The boss of Marriott International issued an apology after China shut down the hotel giant’s Chinese websites for a week, after the firm listed Tibet and others as separate countries.
Tibet, Taiwan, Hong Kong and Macau were listed as individual nations in an online survey sent to customers.
Beijing considers self-ruling Taiwan to be a breakaway province and Tibet is governed as an autonomous region.
Hong Kong and Macau are both special administrative regions of China.
Marriott was also criticised after one of the firm’s social media accounts “liked” a post made by a group supporting a separatist Tibet.
Chinese media is reporting that some travellers are cancelling Marriott reservations in response, the BBC reported.
While the hotel’s international website is still available within China, the Shanghai Cyberspace Administration ordered it to close a Mandarin version.
Authorities also shut down Marriott’s Chinese mobile phone app as part of its punishment for the Mandarin-language survey. But having being closed earlier, the app now appears to be functioning.

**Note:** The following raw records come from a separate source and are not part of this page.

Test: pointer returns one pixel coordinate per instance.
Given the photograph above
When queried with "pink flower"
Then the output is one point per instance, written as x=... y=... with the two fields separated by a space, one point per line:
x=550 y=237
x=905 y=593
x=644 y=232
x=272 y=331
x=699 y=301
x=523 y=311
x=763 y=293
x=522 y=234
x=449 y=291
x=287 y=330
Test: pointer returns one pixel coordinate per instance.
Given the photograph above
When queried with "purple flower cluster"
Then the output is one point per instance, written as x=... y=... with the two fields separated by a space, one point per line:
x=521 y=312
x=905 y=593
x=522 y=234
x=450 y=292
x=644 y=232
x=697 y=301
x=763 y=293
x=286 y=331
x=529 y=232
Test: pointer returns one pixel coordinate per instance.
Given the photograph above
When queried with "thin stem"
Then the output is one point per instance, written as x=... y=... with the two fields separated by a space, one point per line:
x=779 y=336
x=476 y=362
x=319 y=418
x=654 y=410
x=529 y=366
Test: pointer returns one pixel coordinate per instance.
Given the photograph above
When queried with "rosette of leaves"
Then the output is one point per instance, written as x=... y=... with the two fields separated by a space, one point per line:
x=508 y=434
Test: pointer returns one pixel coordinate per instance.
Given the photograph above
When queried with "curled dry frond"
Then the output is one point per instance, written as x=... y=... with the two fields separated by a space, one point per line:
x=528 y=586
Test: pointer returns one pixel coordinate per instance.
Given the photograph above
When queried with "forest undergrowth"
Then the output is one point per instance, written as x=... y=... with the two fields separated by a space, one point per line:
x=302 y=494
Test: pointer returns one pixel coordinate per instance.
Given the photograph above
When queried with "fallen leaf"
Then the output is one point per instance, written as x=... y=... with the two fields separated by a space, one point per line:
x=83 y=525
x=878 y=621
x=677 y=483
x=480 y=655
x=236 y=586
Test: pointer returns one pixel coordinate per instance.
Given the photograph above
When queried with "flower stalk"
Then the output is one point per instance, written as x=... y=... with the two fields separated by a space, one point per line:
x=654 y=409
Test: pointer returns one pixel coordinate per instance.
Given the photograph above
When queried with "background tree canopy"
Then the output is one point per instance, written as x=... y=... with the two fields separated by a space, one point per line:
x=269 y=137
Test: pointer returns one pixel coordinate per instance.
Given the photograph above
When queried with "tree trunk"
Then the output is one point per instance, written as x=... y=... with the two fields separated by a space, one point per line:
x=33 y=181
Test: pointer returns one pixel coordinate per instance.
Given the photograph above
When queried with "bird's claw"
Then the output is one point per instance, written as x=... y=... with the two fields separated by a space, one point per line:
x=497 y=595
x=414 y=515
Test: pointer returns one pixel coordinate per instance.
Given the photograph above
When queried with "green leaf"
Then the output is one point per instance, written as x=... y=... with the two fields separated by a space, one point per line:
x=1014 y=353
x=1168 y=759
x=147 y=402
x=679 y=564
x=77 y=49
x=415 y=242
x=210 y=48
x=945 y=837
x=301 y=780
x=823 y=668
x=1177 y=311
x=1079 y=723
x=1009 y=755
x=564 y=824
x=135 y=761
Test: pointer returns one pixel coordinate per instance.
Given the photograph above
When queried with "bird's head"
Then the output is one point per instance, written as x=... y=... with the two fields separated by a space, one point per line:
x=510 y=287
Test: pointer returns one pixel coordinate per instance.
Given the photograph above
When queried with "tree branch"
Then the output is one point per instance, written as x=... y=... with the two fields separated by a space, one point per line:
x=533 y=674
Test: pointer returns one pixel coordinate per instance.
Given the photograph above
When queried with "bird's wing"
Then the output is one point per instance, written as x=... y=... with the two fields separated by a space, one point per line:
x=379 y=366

The hotel group’s chief executive Arne Sorenson issued an apology yesterday, saying his firm “respects and supports Chinese sovereignty and its territorial integrity”.
“We don’t support anyone who subverts the sovereignty and territorial integrity of China and we do not intend in any way to encourage or incite any such people or groups,” Sorenson said.
“Unfortunately, twice this week, we had incidents that suggested the opposite.”
The statement added that the company would take “necessary” disciplinary action against staff involved, which may include termination.
Sorenson has previously described China as ther company’s biggest market.
While Marriott has more than 100 hotels in the country under different brands, it is also keen to profit from the swelling number of Chinese people travelling internationally.
It started a joint travel venture with China’s ecommerce giant Alibaba last year.